France And Canada Collide Over Sea Bed Dispute

On Wednesday, France announced that is was claiming the North Atlantic seabed surrounding the islands of Saint-Pierre and Miquelon, and is requesting that Canada cooperate in finding a resolution to the dispute.

A special UN commission was presented a preliminary request to extend French waters up to 350 nautical miles off the coast of the French archipelago on Friday, said the French foreign ministry.

"Our objective is to reach with Canada, which was given advance notice of our demarche, a mutually-advantageous approach to managing our shared interests in this zone," said Frederic Desagneaux, spokesman for the foreign ministry.

"We would like to have a constructive dialogue with Canada to promote the economic integration of Saint-Pierre and Miquelon in the regional environment."

"French-Canadian cooperation is obviously fundamental. Whether it be on the issue of fisheries, maritime and air transport, oil exploration, we must find solutions together," he added.

The French government is under pressure from struggling islanders to stake claim to the seabed because the waters south of Canada's Newfoundland province are believed to hold vast amounts of oil.

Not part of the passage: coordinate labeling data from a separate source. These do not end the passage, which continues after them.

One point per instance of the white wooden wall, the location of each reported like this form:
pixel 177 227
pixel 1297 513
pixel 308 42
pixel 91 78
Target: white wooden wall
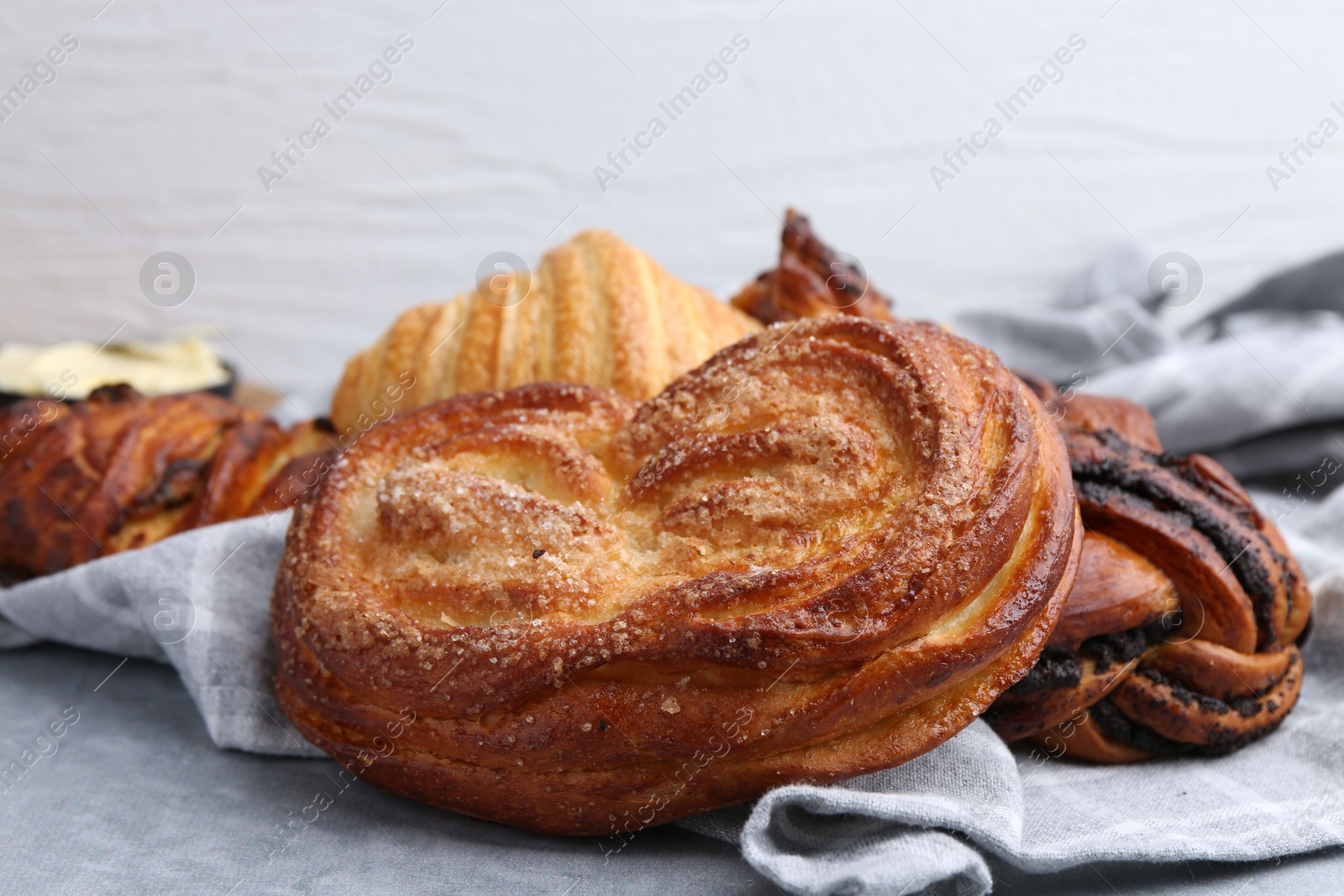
pixel 486 139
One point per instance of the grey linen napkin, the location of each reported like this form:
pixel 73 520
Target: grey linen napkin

On April 2, Foreign Minister Bernard Kouchner spoke with Canadian Prime Minister Lawrence Cannon during a meeting in Paris after the Canadian government made it clear that they would fight the decision.

According to Canada, the dispute was settled in 1992 by the international arbitration court.

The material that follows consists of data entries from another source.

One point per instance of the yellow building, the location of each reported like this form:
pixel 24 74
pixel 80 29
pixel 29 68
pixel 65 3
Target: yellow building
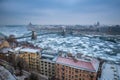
pixel 4 43
pixel 47 63
pixel 30 58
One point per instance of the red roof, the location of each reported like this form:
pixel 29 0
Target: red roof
pixel 79 64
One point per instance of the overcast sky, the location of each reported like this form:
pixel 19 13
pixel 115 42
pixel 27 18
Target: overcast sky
pixel 59 11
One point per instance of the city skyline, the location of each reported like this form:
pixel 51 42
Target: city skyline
pixel 59 11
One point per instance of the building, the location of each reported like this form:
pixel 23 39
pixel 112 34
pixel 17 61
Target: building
pixel 47 63
pixel 4 43
pixel 30 58
pixel 5 74
pixel 110 72
pixel 73 69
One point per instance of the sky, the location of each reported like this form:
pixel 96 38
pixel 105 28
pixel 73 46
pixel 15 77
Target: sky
pixel 15 12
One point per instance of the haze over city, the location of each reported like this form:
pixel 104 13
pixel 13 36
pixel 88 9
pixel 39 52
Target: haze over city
pixel 59 12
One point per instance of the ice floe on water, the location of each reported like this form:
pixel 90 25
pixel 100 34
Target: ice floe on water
pixel 88 45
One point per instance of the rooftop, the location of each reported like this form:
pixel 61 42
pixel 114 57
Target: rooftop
pixel 5 74
pixel 30 50
pixel 110 72
pixel 79 64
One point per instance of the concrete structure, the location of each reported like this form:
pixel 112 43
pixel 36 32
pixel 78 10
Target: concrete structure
pixel 110 72
pixel 47 63
pixel 4 43
pixel 72 69
pixel 30 58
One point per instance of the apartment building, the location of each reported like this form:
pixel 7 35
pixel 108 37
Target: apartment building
pixel 47 63
pixel 30 58
pixel 72 69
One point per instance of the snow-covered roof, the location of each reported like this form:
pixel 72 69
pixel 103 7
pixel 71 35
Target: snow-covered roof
pixel 30 50
pixel 5 74
pixel 110 72
pixel 5 50
pixel 48 56
pixel 79 64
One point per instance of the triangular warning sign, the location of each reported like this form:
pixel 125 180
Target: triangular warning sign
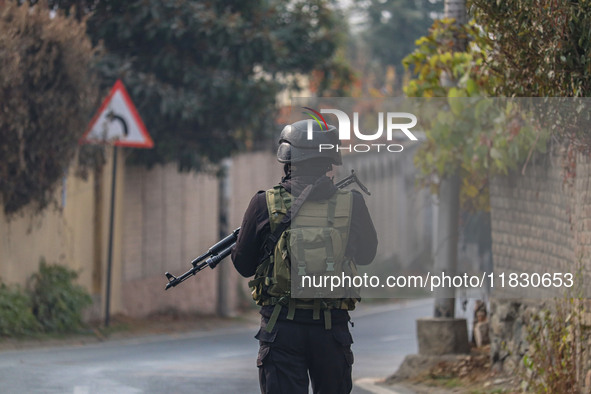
pixel 117 122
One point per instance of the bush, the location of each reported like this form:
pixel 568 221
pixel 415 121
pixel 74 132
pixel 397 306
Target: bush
pixel 47 96
pixel 16 315
pixel 57 301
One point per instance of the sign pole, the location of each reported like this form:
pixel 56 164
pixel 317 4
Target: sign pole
pixel 116 123
pixel 110 249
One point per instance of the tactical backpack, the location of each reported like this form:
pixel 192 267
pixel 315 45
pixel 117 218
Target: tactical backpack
pixel 313 245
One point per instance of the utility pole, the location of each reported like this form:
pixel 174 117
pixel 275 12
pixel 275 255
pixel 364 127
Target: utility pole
pixel 446 245
pixel 444 334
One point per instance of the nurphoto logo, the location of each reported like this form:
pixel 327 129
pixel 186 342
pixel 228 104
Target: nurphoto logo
pixel 395 121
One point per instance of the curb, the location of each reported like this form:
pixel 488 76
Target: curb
pixel 377 386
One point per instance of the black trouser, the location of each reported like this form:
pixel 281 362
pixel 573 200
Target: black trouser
pixel 293 350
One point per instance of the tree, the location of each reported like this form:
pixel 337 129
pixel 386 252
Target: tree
pixel 393 26
pixel 205 74
pixel 46 97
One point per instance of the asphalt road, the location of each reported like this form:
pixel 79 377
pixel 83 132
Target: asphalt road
pixel 218 362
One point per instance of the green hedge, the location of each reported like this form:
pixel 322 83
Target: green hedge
pixel 52 303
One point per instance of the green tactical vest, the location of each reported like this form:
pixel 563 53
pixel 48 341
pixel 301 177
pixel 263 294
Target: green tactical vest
pixel 314 244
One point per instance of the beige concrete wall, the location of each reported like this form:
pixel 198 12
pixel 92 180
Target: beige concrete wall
pixel 163 220
pixel 170 219
pixel 73 232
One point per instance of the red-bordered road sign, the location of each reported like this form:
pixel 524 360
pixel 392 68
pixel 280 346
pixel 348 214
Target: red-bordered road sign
pixel 117 122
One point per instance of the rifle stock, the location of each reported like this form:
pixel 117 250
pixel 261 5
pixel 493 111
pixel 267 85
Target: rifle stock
pixel 223 248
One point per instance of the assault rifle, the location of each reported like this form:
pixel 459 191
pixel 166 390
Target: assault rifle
pixel 223 248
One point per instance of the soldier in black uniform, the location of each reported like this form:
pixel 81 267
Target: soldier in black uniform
pixel 302 345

"Canada does not recognize France's claim to any area of the continental shelf in the northwest Atlantic Ocean beyond the area set out in the arbitration decision, and Canada has made France aware of its position on several occasions, and again recently," said Cannon.

In 1992, the arbitration court gave France an economic zone near the two islands.

"Canada will take all necessary measures to defend and protect its rights with respect to its continental shelf," added Cannon.

France has presented its claim to the UN Commission on the Limits of the Continental Shelf, which sets the boundaries of international territorial waters beyond 200 nautical miles.

Saint-Pierre and Miquelon, which are populated with nearly 6,000 French descendants, were given to France in the 1763 Treaty of Paris.  Canadian waters completely surround the territories.

Local residents are frustrated that they are unable to participant in the offshore oil boom that is benefiting Newfoundland.

In the 1990's, the cod fishery collapse caused economic shockwaves in the French controlled territories that are still being felt today.

The French request given to the UN is also requesting the expansion of sea bed boundaries around French Polynesia and the territory of Wallis and Futuna in the South Pacific.